Маруся строгая, всегда занятая, разговаривает со мной свысока. Она считает меня легкомысленным лодырем. Я боюсь ее больше, чем маму. Она первая ученица в гимназии и уже зарабатывает ежемесячно четыре рубля, так как дает уроки племяннице мадам Шершеневич. Все хвалят Марусю за то, что она такая серьезная, и попрекают меня, зачем я не похож на Марусю. Одна только мама относится ко мне снисходительно. Маруся чувствует это, и для нее это большая обида.

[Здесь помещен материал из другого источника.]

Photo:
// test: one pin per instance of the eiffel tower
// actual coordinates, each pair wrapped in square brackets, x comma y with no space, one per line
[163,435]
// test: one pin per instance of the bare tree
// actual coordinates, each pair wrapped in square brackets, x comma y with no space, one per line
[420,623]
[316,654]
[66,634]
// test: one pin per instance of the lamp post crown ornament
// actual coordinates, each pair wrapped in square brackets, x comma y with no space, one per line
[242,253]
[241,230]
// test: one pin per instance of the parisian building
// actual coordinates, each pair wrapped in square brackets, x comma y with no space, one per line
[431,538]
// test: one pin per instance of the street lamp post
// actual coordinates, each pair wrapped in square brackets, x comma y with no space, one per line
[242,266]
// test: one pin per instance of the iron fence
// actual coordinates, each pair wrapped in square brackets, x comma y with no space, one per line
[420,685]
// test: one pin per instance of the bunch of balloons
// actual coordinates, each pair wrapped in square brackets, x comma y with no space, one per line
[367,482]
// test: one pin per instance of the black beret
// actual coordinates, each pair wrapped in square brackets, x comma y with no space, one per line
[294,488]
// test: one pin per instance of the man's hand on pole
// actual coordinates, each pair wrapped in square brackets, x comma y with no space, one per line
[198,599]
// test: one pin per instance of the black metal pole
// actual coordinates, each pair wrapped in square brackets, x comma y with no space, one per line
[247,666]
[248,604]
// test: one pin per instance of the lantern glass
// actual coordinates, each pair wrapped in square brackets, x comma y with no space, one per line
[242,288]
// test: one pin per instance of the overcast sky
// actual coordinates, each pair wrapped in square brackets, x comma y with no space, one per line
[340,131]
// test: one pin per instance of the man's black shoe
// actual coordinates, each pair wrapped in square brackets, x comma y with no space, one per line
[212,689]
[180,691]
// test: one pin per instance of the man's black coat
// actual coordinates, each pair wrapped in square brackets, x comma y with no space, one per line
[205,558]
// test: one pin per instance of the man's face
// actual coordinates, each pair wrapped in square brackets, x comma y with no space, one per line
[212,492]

Мне очень хочется быть таким же серьезным, как Маруся, но у меня ничего не выходит. Несколько раз она пробовала воспитывать меня на свой лад и в конце концов махнула рукой. Года три назад она сказала мне каким-то неожиданным, мальчишеским голосом:

— Хочешь играть в путешествия?

Я ответил:

— Ещё бы!

Потому что я жаждал кораблекрушений и подвигов. Но она взяла пять узеньких листочков бумаги, написала на них старательным почерком „Азия“, „Африка“, „Европа“, „Америка“, „Австралия“ и приколола их булавками в разных концах нашего большого двора. Кухня для биндюжников оказалась Америкой, крыльцо усача Симоненко — Европой. Мы взяли длинные палки и пошли из Азии в Америку. Чуть только мы очутились в Америке, Маруся нахмурила лоб и сказала:

— В Америке главные реки такие-то, главные горы такие-то, главные страны такие-то, климат такой-то, растения такие-то.

А потом сказала:

— Повтори.

Я вместо ответа заплакал. Лучше бы она побила меня! Путешествовать значило для меня мчаться по прериям, умирать от желтой лихорадки, выкапывать древние клады, спасать прекрасных индианок от кровожадных акул, убивать бумерангами людоедов и тигров, и вдруг вместо этого меня ведут от бумажки к бумажке и заставляют, как в классе, зубрить какие-то десятки названий! Марусе эта игра была по сердцу — полезная игра, поучительная. Я убежал от нее со слезами, чуть только мы дошли до Европы, и спрятался в „Вигваме“ на весь день. С тех пор Маруся окончательно убедилась, что я легкомысленный лодырь, и говорит со мною, как с жалким ничтожеством.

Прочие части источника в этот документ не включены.